Soy sauce, or Shoyu in Japanese, is made with soybeans, wheat, shoyu koji, salt and water. It goes through a number of fermentation stages and has a salty, slightly roasted, and umami flavour. 

There are plenty of different soy sauces out there, but this Kikkoman Soy sauce is a dependable and budget friendly option. My cupboard is never without a bottle of this.

What is Mirin? 

Mirin is made with steamed glutinous rice, rice koji, and alcohol (commonly shochu). All these ingredients are mixed together, fermented, and filtered. Mirin has a complexly sweet flavour and a syrupy consistency. 

Here’s a link to a bottle of Mirin (400ml), if you want a larger one this is a link to a 600ml bottle of Mirin.

What is Sake? 

Sake means alcohol in Japanese, but in English it is usually referring to Nihonshu. Nihonshu is alcohol made from rice, koji and water, which is fermented and then strained. 

There is cooking sake and drinking sake (nihonshu). You can use the drinking sake for cooking, but you can’t drink the cooking sake. Cooking sake has added salts which make it unsuitable for drinking, and it’s also cheaper to buy.

Sake has a range of uses. It tenderises, removes strong odours from ingredients, speeds up the browning process (maillard reaction), and adds a subtle sweetness to a dish. 

Here’s an Amazon link to a smaller Cooking Sake (400ml), and a larger Cooking Sake (500ml).

What is Miso Paste? 

Miso is a fermented paste made from soybeans, grains (like rice or barely), salt, and koji. Although different miso pastes will have different flavour profiles it generally has a salty, rich, and umami base. 

The classic Miso Soup at your local Japanese restaurant is most likely using white miso paste and dashi stock. The beauty of miso soup is that you can add anything you want!

My favourite is this White Miso Paste (750g) but if you want a smaller one they have a 400g Medium Sweet Miso Paste too.

What is Dashi? 

Dashi is a stock made with katsuobushi (dried bonito flakes) and kombu (dried kelp). You’ll find it in recipes like ramen, udon, and miso soup. You can make it fresh, or use instant dashi. If you’re first starting out or are on a budget, I would recommend buying instant dashi. 

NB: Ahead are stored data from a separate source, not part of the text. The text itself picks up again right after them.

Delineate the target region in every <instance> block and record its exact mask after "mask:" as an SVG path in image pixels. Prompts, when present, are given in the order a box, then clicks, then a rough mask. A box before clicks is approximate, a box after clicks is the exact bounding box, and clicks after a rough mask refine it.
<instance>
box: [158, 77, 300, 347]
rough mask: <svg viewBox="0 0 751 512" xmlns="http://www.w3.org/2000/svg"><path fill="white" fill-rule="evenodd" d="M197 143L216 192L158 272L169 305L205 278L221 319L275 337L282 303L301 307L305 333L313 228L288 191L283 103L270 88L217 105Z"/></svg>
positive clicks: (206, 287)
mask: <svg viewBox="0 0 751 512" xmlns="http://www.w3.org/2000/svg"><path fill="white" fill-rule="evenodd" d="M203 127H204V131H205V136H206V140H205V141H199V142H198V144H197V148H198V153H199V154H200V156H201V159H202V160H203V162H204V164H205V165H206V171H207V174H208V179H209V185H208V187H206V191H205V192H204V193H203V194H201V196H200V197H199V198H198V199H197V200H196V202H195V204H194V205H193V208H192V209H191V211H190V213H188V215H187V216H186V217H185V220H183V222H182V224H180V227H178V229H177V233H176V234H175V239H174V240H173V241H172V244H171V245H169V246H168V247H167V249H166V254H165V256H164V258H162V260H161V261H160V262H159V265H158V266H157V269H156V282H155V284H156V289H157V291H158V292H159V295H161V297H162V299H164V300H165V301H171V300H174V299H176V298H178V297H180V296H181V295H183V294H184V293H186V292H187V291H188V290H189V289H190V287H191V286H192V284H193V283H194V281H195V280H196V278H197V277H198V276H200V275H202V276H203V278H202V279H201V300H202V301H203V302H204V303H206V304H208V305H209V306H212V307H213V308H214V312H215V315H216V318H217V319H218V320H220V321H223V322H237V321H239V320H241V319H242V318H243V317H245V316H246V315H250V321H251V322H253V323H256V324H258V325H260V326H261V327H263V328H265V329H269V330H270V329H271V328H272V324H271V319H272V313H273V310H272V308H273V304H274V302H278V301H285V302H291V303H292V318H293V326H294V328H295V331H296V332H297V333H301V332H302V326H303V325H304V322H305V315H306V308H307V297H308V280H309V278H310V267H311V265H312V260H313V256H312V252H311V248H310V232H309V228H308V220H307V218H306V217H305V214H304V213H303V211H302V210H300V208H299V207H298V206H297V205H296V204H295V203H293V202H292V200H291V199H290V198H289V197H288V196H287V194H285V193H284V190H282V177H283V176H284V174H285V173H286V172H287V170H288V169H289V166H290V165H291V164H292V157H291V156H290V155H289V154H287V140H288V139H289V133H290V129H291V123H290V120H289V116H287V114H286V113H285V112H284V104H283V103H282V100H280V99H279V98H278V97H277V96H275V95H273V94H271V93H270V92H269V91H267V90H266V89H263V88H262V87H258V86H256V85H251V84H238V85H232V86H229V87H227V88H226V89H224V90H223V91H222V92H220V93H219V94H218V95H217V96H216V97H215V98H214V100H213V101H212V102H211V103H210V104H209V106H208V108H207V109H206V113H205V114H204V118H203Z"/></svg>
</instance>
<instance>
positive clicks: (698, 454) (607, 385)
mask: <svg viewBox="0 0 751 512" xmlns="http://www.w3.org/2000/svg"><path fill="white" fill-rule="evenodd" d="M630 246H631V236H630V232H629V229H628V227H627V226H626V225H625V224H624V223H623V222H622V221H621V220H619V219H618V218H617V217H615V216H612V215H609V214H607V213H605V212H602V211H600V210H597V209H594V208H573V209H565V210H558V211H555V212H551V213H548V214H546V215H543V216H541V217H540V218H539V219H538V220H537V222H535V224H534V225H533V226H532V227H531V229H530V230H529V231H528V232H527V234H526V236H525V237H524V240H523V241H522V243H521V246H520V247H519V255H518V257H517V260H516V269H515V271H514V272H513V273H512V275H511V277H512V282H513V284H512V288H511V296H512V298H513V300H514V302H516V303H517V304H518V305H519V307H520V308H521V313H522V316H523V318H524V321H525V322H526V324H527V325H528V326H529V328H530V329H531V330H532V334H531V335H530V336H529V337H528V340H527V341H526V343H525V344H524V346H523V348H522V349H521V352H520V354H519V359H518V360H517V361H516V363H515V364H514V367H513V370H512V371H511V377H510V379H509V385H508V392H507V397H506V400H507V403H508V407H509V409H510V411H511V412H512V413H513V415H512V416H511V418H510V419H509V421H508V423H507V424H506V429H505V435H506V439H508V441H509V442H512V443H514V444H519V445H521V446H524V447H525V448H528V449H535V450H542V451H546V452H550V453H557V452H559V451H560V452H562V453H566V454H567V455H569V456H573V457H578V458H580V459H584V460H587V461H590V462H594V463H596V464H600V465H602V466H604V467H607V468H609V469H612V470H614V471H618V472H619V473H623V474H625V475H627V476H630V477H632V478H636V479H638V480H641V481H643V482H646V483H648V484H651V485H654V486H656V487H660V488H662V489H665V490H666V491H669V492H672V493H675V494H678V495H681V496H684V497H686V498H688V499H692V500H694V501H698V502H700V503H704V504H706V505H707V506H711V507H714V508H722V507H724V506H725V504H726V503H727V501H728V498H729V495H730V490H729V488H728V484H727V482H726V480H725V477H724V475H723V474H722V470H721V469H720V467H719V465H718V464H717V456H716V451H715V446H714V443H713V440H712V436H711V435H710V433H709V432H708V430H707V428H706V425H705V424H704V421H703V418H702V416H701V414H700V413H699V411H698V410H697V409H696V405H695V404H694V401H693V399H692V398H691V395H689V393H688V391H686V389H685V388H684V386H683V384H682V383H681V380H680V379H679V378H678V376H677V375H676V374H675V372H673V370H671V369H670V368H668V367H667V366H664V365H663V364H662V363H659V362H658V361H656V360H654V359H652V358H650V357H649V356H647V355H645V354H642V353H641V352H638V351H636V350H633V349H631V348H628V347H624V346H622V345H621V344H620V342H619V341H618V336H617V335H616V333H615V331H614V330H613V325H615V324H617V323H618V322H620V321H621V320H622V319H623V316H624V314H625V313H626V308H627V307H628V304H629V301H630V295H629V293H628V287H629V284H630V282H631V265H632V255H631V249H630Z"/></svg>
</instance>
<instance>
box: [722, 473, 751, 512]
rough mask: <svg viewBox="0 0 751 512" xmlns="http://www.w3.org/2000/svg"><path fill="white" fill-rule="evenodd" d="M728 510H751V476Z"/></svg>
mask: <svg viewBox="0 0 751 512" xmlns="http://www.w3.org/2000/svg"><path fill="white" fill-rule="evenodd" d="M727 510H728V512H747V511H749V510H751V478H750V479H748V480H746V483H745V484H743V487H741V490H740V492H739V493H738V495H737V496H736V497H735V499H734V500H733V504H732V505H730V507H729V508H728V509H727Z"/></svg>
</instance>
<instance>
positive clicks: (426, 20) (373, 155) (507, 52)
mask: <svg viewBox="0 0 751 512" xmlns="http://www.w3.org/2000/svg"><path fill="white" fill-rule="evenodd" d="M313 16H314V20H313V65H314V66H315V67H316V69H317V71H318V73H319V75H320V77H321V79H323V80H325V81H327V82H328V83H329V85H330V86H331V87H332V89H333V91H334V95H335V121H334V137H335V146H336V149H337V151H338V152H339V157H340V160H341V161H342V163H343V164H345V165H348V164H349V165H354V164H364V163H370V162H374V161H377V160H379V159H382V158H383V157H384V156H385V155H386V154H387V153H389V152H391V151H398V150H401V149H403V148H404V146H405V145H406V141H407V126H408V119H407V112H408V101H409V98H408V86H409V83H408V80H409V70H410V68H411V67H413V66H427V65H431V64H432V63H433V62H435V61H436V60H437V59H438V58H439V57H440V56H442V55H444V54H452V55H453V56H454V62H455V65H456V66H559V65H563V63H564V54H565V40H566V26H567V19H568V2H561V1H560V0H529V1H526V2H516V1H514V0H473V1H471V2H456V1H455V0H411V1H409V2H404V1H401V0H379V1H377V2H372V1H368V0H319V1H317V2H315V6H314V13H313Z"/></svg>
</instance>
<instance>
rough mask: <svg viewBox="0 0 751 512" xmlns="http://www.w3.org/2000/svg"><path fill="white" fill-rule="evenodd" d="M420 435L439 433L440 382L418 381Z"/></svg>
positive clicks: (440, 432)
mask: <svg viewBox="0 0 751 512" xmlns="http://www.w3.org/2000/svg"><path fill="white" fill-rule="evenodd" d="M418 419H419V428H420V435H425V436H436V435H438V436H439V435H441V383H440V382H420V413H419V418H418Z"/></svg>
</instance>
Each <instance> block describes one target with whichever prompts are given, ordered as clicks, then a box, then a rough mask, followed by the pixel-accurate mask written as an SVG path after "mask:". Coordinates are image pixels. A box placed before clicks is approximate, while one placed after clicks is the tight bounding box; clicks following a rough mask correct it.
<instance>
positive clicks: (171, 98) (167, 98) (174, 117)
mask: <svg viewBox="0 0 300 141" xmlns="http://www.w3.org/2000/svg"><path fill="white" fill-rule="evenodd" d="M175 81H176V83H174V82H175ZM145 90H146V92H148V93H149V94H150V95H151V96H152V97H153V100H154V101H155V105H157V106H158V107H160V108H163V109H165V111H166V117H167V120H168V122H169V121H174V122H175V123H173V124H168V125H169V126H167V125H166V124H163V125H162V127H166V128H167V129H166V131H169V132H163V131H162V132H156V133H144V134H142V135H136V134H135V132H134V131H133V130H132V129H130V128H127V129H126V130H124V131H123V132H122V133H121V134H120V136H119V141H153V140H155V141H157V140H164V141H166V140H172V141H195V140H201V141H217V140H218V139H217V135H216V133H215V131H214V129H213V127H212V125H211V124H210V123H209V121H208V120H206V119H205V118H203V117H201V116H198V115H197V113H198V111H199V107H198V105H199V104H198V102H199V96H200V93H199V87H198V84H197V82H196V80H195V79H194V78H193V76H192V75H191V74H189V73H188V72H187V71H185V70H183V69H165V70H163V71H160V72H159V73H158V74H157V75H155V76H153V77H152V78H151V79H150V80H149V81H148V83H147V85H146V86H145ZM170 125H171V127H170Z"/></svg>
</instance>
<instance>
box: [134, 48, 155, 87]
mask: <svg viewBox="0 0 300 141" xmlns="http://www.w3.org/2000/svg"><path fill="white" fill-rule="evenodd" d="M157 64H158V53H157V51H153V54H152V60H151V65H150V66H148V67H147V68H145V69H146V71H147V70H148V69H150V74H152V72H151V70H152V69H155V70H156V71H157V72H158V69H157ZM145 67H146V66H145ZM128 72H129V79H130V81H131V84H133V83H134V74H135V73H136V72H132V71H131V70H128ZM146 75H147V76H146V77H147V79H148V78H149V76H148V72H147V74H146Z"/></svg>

My favourite instant dashi is this Ajinomoto Hon-Dashi (120g), if you want a smaller option then there is this Shimaya Bonito Dashi Stock Powder (40g).

Final Note

It goes without saying but there are many more Japanese ingredients which would be very useful but I’m a firm believer that to start anything new, it’s best to start with the basics. 

There are some phenomenal seasoning which I haven’t touched on yet like shio koji or yuzu kosho, but that’s for another day!